Unlock a world of possibilities! Login now and discover the exclusive benefits awaiting you.
Hi there,
I think I'm doing something wrong, but I don't know what.
Here is my job
The tDBInput_1 does a full select of the source table
The tmap component routes the columns to the components HashTheKey (produces a hash over two key columns) and HashTheRow (produces a hash over all the columns)
And at the end I want to update the rows that I have selected with the two columns HashKey, and HashRow. This update is on the same table which is used in tDBInput_1.
The table on the database has primary key columns defined including a clusterd index on those fields. All trough the job the fields are marked as key.
After waiting a long time (more than 1,5 minute) the execution looks like this :
Questions are :
1 Why are only 1000 rows selected ?
2 Why does it take a long time to update just 1000 rows ?
3 Is there a work-a-round ?
4 Does anybody know what mistake that I'm making ?
Please help !
Thanks in advance.
Jacco
Think I got it !!
Change the initial load of the table, added an new identity field with an auto increment.
Created a clustered index on the new ID field.
Used the ID field as key in my job, and . . . . . from 145 row/s to 8192 rows/s !!!
Thanks for the hints !!
Jacco
Okay, anwser to self.. . . . Found out why only 1000 rows seem to be selected.
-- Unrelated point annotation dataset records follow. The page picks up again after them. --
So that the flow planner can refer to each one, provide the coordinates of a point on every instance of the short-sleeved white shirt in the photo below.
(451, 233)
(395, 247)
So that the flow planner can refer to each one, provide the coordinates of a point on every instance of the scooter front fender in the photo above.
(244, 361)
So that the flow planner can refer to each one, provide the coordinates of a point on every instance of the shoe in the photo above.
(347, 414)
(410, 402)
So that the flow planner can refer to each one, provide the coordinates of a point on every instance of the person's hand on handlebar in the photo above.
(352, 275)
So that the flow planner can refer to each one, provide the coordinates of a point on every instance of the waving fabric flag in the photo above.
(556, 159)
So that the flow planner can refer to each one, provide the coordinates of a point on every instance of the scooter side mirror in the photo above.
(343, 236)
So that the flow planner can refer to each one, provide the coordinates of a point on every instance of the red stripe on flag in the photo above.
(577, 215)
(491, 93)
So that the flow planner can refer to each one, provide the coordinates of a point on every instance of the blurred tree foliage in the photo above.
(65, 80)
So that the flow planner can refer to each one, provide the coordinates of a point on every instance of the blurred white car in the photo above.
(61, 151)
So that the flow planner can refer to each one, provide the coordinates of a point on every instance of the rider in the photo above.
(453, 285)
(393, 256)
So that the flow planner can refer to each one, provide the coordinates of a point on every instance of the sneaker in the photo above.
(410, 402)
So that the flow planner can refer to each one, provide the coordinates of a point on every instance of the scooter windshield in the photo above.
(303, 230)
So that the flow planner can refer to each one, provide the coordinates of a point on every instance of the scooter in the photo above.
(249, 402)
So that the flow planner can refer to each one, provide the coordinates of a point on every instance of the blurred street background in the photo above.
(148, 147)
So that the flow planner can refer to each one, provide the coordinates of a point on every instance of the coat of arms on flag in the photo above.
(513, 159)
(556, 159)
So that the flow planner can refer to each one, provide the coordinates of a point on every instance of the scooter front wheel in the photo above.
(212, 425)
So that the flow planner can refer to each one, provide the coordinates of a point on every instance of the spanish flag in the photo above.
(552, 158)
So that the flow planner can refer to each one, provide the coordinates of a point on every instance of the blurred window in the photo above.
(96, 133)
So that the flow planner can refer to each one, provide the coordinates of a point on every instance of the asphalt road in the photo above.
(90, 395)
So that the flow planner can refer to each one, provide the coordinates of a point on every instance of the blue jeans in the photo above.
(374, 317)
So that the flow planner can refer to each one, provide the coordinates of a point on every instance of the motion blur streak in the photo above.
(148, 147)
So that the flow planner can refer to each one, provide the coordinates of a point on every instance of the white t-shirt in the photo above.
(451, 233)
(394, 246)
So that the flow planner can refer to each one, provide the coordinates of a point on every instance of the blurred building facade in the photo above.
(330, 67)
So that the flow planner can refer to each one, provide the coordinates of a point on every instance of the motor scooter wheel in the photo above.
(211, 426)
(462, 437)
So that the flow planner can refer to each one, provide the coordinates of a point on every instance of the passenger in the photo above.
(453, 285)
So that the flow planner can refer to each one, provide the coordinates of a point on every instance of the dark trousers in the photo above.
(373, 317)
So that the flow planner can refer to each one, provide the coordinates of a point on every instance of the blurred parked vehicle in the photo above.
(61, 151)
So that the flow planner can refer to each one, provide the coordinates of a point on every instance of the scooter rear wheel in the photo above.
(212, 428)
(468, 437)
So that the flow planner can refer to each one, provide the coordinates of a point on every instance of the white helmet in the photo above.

Has to do with the Batch size of the tDBOutput component. Changed that to 10000 and 10000 rows are selected.
But the problem of the long wait still remains 😔
Well spotted regarding the commit. Sorry I didn't see this earlier.
About the time it takes, can you say whether the time is taken with the reading of data or just the writing? You can test this by replacing the output with a tLogRow and running the job to see how fast the data is written to the output window. If it is definitely the writing of the data, could you show us your output db component settings?
I should say that you will likely get better performance if you allow the DB components to create their own connections and allow the output component to commit by itself. It doesn't look like you need to wait to commit until the end (going by your job design). This might be worth a try.
Thanks for reply !
I tried to strip the job down to its essence. It looks like this now :
When executing the job, the jobs holds on the first 10000 rows as shown above.
After waiting halve a minute the next, and then a long wait and again the following 10000.
When I look to the Activity monitor on MS-SQL Manager, I see that the insert is an expensive query. The execution plan looks like this :
Using an index on the columns, the execution plan looks like this :
To me it is strange that the index is updated, so now I'm lost.
Jacco
Just so that I understand, I take that you have set the component to commit by itself here and to use its own connection? If so, did you see any improvement?
Also, how big is the table being updated? Updates do generally take a bit longer, but from what you said I presume you already knew that. How often is the table reindexed? Your plans do look expensive for a simple update. Do you have similar performance issues if you replicate the updates using just SQL Server (ie, without Talend)?
Other things you can try to tweak this is to modify the batch size (advanced settings) and also, are you using the "update or insert" or "insert or update" option on the table action? Often this can be a pretty heavy load on the job if the table is massive. In this case it is more efficient to identify if the data is an insert or update prior to loading it. Then select two db components, one to insert and one to update.
Yes, the components have their own connection.
Right now the table hold about 900.000 records, but this is in test fase. In production there will be an estimated 5 miljoen records in the table which need to be updated with a hash over the key fields and an hash over the whole record.
The table is not often index. Only the first time, after the insert of all the records the index is created.
Can it be that the index is on two character fields (one is char, the other is varchar) ?? I will test if an integer index will speed things up a bit.
I will also check to see if I have the same performance issue with an other job doing the same actions.
Think I got it !!
Change the initial load of the table, added an new identity field with an auto increment.
Created a clustered index on the new ID field.
Used the ID field as key in my job, and . . . . . from 145 row/s to 8192 rows/s !!!
Thanks for the hints !!
Jacco
I think you did all the work there 😉
Glad you got it sorted and thanks for coming back to give your solution!